- Erik Offerdal, Kalpana Kochhar, Louis Dicks-Mireaux, Jianping Zhou, Mauro Mecagni, and Balázs Horváth
- Published Date:
- December 1996
Thailand’s adjustment experience during the past 15 years or so has, in general, been impressive. Despite having faced relatively large adverse external shocks in the late 1970s and early 1980s, Thailand, unlike many developing countries, did not experience a significant “investment pause” or a prolonged slowdown in growth following its stabilization program. It is clear, however, that the authorities were concerned at the time about a possible slowdown in growth in response to the adjustment policies. Belying even the most confident expectations, since 1986–87 Thailand has been in the midst of an unprecedented economic boom that has been characterized by rapid growth led by a surge in private investment and manufactured exports. This study has undertaken an examination of economic policies that may have contributed to this outcome.31
Common causes that underlie these developments include the following.
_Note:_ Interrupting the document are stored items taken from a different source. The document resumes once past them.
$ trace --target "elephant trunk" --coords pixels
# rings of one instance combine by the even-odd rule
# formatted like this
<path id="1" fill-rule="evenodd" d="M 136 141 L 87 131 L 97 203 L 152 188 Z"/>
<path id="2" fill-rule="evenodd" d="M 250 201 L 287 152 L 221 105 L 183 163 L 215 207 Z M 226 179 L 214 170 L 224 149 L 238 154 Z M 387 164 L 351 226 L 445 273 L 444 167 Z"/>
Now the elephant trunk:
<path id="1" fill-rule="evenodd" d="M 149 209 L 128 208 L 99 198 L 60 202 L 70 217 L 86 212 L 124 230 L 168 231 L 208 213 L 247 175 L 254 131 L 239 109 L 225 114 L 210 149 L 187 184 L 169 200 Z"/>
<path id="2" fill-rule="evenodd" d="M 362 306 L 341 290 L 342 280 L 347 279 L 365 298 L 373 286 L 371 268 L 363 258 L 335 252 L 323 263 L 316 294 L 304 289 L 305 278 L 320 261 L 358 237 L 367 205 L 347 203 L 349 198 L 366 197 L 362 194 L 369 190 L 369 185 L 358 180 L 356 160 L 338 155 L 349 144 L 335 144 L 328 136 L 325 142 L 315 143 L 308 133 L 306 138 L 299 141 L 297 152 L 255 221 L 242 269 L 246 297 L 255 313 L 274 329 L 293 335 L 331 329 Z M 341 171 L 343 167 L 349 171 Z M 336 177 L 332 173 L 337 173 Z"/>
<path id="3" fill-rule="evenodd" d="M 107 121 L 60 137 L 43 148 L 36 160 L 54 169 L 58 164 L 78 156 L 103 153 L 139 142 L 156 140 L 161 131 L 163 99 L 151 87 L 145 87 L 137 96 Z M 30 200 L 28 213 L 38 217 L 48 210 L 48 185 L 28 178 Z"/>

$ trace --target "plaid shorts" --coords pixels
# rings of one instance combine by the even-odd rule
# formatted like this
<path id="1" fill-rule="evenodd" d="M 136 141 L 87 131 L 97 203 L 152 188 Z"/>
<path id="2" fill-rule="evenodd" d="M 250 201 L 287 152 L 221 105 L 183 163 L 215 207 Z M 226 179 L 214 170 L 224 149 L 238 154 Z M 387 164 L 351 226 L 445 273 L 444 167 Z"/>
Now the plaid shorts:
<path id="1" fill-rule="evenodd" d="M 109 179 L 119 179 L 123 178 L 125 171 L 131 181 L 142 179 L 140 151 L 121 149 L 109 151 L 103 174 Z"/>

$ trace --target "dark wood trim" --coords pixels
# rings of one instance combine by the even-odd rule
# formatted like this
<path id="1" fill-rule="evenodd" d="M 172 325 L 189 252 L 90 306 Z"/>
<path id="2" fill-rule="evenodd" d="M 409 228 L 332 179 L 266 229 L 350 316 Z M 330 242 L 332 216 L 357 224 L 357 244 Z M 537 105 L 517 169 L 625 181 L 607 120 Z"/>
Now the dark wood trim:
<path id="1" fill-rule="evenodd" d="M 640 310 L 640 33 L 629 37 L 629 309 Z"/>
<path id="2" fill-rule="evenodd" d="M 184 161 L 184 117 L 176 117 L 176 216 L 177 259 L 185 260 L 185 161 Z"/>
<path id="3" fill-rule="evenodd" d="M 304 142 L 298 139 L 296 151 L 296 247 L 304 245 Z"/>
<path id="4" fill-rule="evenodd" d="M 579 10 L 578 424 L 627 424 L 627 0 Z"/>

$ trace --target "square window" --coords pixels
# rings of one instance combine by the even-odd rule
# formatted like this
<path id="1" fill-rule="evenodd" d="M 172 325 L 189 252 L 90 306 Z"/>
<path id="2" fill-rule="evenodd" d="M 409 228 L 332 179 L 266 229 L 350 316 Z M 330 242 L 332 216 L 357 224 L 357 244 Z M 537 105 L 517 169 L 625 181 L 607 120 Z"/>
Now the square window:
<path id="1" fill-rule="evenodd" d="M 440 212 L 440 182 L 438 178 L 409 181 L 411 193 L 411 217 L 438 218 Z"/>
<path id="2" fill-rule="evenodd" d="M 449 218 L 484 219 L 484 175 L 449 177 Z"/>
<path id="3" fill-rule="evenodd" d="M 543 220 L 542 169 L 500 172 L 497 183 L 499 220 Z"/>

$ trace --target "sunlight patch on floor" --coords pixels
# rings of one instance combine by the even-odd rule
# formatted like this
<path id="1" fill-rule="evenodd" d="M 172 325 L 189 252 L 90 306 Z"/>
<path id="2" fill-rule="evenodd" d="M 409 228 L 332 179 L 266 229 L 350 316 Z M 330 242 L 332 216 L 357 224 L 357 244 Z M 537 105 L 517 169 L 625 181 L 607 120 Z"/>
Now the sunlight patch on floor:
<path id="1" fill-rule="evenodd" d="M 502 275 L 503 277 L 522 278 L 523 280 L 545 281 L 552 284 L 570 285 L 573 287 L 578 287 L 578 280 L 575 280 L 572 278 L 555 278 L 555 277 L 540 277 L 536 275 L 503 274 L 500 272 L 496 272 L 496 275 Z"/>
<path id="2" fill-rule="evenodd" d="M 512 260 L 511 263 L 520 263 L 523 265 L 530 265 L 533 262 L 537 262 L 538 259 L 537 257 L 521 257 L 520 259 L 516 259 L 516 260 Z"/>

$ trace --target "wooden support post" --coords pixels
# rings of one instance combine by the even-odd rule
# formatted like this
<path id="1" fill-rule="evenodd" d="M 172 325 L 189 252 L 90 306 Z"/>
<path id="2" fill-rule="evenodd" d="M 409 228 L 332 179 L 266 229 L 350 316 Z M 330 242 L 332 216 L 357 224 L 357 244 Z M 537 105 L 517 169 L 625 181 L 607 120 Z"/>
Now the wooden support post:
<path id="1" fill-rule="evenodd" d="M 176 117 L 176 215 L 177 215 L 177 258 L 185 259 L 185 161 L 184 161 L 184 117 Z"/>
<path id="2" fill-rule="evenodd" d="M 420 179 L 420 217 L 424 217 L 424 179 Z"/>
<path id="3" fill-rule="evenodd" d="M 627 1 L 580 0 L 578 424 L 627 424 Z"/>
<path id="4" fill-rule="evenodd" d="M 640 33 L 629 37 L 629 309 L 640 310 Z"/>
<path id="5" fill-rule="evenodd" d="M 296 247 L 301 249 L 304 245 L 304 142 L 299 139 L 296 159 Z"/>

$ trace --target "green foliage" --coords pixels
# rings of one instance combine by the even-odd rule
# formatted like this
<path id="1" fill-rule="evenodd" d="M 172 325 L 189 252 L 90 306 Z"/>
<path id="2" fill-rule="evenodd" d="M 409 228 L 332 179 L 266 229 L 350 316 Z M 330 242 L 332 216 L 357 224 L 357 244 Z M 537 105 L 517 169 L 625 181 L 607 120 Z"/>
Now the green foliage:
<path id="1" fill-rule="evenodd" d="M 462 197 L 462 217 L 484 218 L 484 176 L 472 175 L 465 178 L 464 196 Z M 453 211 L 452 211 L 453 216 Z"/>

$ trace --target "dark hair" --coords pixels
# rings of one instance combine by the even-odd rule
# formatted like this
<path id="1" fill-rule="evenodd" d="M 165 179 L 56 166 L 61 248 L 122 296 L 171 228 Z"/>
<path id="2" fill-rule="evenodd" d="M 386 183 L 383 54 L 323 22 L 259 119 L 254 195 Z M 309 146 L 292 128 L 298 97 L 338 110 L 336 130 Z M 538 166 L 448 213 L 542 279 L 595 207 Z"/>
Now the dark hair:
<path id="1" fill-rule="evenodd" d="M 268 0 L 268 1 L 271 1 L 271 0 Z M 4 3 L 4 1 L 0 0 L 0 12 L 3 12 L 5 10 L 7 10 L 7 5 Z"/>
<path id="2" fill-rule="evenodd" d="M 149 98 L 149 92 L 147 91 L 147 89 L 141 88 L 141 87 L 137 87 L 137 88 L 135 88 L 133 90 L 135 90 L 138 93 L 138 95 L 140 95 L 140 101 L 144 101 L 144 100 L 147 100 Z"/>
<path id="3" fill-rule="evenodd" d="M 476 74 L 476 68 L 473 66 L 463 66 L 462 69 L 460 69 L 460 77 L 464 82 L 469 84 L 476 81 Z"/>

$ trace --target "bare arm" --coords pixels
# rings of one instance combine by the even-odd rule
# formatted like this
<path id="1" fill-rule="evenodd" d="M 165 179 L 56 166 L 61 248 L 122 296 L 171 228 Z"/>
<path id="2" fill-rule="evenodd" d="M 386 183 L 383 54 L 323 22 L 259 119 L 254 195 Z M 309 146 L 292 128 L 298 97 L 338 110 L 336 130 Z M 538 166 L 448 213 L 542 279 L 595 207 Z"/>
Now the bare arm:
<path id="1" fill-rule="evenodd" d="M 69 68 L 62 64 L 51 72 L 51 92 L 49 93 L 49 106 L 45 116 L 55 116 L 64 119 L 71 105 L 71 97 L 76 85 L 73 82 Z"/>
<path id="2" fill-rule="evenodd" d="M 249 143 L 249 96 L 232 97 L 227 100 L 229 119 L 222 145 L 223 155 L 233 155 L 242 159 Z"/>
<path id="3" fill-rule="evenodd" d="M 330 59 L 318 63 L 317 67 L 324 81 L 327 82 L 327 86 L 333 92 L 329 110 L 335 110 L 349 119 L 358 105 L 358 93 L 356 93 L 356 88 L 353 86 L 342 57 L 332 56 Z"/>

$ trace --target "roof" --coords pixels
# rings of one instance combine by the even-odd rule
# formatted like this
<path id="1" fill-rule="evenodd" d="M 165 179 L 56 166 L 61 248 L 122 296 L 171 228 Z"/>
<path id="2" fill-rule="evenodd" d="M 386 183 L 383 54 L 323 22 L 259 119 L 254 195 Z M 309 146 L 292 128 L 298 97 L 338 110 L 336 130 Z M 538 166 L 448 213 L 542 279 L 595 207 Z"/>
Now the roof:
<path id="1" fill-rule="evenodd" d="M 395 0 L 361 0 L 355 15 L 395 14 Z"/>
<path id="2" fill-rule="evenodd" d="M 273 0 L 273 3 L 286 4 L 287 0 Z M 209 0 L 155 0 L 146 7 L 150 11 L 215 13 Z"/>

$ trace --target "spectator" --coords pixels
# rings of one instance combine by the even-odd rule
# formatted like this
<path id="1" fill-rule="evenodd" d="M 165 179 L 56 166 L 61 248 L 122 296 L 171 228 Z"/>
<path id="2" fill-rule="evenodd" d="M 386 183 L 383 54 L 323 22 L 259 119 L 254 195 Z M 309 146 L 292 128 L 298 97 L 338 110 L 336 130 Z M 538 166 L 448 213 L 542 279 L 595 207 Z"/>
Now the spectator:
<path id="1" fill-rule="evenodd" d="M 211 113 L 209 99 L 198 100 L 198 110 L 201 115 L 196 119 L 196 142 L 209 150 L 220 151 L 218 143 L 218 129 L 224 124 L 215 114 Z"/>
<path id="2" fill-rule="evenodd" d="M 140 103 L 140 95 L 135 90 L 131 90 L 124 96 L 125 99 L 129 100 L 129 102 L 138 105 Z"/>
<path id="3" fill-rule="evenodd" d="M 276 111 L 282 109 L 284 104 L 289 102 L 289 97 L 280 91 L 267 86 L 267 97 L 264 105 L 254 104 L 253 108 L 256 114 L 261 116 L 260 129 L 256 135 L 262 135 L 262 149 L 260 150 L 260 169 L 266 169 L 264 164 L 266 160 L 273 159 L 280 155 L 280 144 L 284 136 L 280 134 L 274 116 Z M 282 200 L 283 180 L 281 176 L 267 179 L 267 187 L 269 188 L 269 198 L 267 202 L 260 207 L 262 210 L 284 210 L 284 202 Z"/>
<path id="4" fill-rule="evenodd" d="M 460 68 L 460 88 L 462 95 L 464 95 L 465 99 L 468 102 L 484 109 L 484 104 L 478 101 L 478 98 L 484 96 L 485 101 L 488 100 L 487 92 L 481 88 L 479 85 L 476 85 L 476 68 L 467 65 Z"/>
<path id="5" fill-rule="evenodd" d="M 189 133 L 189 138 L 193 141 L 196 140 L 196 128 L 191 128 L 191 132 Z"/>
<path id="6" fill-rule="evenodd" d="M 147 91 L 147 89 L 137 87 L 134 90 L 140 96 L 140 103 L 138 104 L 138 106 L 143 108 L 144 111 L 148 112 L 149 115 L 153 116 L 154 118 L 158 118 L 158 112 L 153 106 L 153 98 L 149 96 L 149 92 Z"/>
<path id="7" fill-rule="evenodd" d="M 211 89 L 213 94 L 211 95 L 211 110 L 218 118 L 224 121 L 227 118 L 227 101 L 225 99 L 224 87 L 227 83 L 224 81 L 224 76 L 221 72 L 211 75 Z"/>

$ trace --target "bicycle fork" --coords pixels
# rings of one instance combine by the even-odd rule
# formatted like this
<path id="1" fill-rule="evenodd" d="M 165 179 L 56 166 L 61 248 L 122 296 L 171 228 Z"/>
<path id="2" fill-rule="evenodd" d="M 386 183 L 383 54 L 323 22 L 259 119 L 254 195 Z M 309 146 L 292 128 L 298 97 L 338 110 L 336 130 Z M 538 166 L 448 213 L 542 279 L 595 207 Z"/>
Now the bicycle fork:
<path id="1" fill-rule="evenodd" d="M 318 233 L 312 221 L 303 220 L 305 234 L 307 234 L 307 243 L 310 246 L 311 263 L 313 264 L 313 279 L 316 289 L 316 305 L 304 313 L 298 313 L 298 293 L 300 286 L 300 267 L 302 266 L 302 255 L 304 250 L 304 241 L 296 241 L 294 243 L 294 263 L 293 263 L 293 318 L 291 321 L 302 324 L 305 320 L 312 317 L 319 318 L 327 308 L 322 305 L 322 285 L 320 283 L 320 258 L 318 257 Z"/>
First, there was a sustained improvement in external competitiveness. Because of the stabilization policy mix, particularly in the latter part of the adjustment period, expenditure and production switching was successful in generating rapid export-led growth. In particular, the nominal devaluation of 1984 was translated into a significant and sustained real depreciation, owing to the support of prudent financial management and a shift in the composition of public expenditures away from import-intensive capital spending. Second, the lack of labor market segmentation and the relatively high degree of labor mobility were instrumental in bringing about the resource movements necessary to generate the export boom. Moreover, the absence of wage-price inertia in goods and labor markets helped to keep Thailand’s unit labor costs low relative to those of its trading partners, and this was an important factor (as suggested by the empirical analysis of investment behavior) in the relocation of production from other East Asian countries in the late 1980s. Third, the elimination of export taxes and the introduction of other incentives aimed at export promotion provided a highly favorable environment for private investors—both domestic and foreign. Fourth, the fiscal consolidation beginning in the mid-1980s, which resulted in substantial surpluses, made it possible to accommodate the surge in capital inflows and the investment boom in an environment of low inflation, and without a real appreciation of the baht. However, it appears that the scope for a major shift in the fiscal stance is becoming increasingly limited, making some upward pressure on the baht a possibility in the future.
Structural reforms, in general, did not conform closely to what are commonly regarded as “best practices.” In particular, trade reforms did not follow a preannounced medium-term plan, and there were some policy reversals, including import tariff hikes for fiscal reasons. However, that the initial distortions were relatively small and that the authorities acted pragmatically in redressing problems before they became acute were important factors in preventing this from becoming a hindrance to long-term growth.
Although Thailand’s adjustment experience does not necessarily provide a definitive blueprint for successful adjustment, and although not all of Thailand’s policy choices proved to be unequivocally growth-enhancing, a few clear messages do emerge. First, Thailand began the period with relatively small macroeconomic imbalances and structural distortions, and therefore, despite suffering large adverse shocks, it faced a relatively less severe adjustment problem. Second, it had a well-developed and dynamic private sector and was thus able to generate a vigorous response to adjustment measures.
Finally, and most important, the authorities’ high degree of policy credibility was attributable largely to the unwavering emphasis on macroeconomic stability, which was reinforced by a policy mix that was for the most part internally consistent. In turn, this meant that delays in effectively addressing the fiscal and external imbalances of the late 1970s and early 1980s, as well as the relatively slow progress of structural reforms in certain key sectors, did not have a markedly detrimental effect on recovery and longer-term growth. It is undeniable that some of Thailand’s economic performance is attributable to good fortune—“being at the right place at the right time”—particularly with respect to the substantial production relocation within Asia. It is equally true, however, that Thailand had the right policy environment in which to reap the benefits of these developments.